Il triangolo non è mai davvero tale, è un'increspatura che si allarga sul resto, sulla superficie molle: Tashi è una presenza detonatrice, un fattore scatenante, un motore d'azione, ma sempre estranea, puro sguardo che attiva, conduce, crea, fabbrica, scompiglia e reimpasta; sempre al di là, a bordo campo, a un metro o a qualche centimentro da loro, seduta sugli spalti o sul letto a osservarli giocare, sognarla, baciarsi. (E così Zendaya, figura quasi chimerica, lontana, nel suo allure divistico imperiale, irraggiungibile dai più ordinari O'Connor e Faist: funziona infatti quasi meglio come simulacro che come attrice...). È lei ad attivare il desiderio, a farlo scoprire, a far sentire a loro e a noi la potenza vitalistica che scorre invisibile nelle vene, nel film, portata dal vento (in una scena magnifica dove è l'elemento naturale a decidere del sentimento, proprio come in un momento fatidico e gemello nel Matthias & Maxime di Xavier Dolan).
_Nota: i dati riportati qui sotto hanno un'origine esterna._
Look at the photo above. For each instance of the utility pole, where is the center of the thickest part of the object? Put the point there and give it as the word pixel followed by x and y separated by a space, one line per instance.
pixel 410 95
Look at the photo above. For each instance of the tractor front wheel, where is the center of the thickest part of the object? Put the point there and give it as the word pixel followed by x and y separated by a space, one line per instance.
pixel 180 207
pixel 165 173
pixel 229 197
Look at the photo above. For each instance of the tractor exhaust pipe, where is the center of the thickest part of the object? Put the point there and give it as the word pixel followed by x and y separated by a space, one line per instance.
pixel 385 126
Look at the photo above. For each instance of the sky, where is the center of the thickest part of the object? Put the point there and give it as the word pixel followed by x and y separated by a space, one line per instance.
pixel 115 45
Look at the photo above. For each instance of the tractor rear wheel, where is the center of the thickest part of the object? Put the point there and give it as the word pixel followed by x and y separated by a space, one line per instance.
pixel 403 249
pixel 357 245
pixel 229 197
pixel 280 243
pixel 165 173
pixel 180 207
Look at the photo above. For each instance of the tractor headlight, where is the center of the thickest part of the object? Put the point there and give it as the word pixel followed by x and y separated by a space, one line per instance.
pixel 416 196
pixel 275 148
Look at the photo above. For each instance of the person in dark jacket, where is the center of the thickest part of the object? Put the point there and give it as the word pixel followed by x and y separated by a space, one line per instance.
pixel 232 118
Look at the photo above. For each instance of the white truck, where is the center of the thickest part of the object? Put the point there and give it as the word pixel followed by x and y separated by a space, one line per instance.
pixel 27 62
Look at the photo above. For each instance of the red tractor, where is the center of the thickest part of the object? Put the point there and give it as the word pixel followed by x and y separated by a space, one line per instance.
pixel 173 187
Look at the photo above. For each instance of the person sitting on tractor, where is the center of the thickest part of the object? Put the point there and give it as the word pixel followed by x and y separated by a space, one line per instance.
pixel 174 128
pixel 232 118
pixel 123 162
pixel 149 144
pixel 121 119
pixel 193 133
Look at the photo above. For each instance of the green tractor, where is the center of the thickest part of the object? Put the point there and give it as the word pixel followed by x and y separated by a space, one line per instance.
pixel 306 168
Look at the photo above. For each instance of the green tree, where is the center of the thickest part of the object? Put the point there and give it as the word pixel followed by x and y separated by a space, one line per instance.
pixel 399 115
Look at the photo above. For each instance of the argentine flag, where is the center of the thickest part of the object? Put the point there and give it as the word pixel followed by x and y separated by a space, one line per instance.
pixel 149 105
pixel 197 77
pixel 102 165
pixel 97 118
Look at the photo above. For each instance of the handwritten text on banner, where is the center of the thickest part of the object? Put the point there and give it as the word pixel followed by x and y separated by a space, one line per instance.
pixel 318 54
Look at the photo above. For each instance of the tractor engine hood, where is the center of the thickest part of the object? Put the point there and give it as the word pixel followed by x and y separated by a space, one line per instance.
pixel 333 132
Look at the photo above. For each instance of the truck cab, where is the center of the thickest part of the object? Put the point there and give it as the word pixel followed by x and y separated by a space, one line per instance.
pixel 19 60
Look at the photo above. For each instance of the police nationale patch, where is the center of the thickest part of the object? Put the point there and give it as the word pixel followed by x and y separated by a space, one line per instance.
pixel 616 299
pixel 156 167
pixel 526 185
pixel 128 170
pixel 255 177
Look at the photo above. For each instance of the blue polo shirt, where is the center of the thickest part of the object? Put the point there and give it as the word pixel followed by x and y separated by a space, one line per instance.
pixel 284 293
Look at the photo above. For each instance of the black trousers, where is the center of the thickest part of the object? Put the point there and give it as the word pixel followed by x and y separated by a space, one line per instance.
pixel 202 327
È lei a trasformare le pedine in esseri umani, gli atleti in corpo, pulsione, sudore, luce – e che sublime goduria la fotografia di Sayombhu Mukdeeprom, che si allunga oltre il presente e strappa i chiaroscuri artefatti della golden age (con quel momento fuori dall'hotel che pare un flash visivo dal West Side Story di Wise e Robbins); e che geniale sfacciataggine la soundtrack di Reznor & Ross, il suo utilizzo, un'onda d'urto a creare un rituale sincopato e infuocato, ingressi aggressivi, schiaffi maleducati, rigurgiti emersioni di voglie di rabbie di istinti di represso.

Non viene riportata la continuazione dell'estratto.